Pour dire vrai, je me sentais « cheap » de parler de nos microbes alors que des parents pleuraient la mort de leur petite fille à peine plus jeune que notre fils.
J’ai beau me questionner sur le pourquoi du pourquoi, aucune réponse ne me vient. Au fond de moi, je crie à l’injustice. Il n’y a rien de raisonné ou de raisonnable dans ce sentiment. C’est purement émotif. Oui, que des émotions. Que de la peine mêlée à de la rage, à un sentiment d’impuissance et d’incompréhension. Rien que le sentiment de vide immense que doivent ressentir ses parents.
On peut bien blâmer à voix haute tous ces jeunes imbéciles qui se laissent mener par la vigueur de leur testostérone en vrombissant leur moteur, que ça ne ramènera pas la petite.
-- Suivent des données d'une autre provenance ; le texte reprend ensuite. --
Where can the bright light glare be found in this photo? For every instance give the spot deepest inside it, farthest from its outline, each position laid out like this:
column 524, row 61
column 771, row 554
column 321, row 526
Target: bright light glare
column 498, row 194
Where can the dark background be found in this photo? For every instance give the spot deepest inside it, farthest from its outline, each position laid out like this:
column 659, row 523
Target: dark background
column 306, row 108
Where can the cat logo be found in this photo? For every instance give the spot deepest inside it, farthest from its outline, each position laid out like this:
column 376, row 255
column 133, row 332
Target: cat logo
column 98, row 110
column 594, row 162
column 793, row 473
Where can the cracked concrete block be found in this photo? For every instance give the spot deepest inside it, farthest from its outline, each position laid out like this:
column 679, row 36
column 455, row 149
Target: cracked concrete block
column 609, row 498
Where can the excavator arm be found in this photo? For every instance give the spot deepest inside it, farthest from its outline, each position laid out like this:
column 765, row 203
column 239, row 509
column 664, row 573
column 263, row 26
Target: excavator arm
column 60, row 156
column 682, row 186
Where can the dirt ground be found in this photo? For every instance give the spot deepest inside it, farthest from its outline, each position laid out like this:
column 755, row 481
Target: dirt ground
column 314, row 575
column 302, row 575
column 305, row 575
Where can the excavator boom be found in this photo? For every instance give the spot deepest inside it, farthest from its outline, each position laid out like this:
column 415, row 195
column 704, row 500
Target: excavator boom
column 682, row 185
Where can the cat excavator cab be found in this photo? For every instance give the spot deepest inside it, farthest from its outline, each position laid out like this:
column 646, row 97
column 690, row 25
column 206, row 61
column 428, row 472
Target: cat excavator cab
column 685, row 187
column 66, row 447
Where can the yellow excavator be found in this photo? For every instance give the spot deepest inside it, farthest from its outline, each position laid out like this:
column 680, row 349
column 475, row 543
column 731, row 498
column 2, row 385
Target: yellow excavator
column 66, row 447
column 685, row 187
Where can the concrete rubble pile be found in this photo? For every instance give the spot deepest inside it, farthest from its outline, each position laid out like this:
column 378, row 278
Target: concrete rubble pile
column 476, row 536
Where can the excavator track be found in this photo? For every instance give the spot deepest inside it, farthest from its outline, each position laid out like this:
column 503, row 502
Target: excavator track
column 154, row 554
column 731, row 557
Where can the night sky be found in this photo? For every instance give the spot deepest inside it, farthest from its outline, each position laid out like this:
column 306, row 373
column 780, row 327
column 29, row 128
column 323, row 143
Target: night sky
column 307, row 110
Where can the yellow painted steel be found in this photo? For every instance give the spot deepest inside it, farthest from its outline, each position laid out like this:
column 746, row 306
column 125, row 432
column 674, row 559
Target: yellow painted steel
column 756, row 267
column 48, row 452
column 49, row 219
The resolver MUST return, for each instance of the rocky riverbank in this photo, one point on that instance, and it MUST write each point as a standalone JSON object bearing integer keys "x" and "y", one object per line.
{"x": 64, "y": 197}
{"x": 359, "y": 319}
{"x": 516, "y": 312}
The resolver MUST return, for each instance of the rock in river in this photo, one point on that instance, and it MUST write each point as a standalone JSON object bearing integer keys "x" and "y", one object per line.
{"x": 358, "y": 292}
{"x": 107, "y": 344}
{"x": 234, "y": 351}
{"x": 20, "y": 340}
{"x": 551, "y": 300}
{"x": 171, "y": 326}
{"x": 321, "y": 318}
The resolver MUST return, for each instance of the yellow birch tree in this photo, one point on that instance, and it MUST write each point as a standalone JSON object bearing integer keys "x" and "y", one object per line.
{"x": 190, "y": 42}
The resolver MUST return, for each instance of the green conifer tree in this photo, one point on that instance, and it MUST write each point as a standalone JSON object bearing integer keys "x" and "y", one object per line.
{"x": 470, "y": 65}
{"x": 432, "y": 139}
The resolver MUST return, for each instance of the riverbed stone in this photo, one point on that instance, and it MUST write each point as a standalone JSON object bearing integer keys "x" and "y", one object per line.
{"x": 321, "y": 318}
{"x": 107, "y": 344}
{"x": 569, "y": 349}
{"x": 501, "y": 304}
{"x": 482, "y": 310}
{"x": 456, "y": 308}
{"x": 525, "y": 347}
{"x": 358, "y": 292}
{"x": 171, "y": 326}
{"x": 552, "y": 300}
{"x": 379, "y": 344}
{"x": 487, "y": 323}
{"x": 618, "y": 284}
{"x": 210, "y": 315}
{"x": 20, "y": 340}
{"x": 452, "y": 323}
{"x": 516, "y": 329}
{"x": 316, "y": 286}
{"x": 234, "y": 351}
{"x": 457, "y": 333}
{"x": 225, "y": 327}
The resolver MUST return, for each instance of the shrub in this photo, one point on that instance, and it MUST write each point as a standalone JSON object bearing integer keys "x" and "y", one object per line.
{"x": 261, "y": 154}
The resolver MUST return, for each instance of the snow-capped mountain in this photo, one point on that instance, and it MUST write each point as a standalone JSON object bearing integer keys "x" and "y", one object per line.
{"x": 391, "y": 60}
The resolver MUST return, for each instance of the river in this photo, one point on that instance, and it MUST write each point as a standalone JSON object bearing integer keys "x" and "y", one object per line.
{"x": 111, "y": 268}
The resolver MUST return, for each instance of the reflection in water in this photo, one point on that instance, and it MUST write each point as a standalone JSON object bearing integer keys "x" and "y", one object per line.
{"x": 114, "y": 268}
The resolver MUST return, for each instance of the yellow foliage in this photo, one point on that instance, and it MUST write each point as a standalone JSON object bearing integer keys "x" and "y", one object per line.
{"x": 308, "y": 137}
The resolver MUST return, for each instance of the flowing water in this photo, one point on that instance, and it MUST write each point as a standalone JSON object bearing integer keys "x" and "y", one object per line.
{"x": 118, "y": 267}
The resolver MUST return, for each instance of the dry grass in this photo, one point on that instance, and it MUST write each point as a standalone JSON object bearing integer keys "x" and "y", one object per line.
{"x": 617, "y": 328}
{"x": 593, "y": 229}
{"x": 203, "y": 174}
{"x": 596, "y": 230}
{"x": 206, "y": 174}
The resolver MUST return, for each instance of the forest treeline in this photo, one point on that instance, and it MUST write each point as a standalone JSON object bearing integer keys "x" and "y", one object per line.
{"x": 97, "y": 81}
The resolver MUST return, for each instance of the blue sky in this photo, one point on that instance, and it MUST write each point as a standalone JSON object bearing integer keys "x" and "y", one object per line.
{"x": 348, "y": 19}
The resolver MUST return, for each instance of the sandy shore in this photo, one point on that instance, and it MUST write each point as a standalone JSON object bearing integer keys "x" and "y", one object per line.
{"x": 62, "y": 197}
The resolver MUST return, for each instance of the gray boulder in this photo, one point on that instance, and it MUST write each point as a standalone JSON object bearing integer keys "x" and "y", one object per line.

Ces pensées ne m’ont pas quittée de la semaine. Abattue par les microbes, assommée par un mal de tête infernal, grelottante de fièvre, j’ai malgré tout trouvé un certain plaisir à soigner mon fils qui était dans un état tout aussi piteux. Au moins, nous étions ensemble.
Je transmets mes plus sincères condoléances aux parents de Bianca.
Je sais qu’aucune parole ne saura vous consoler.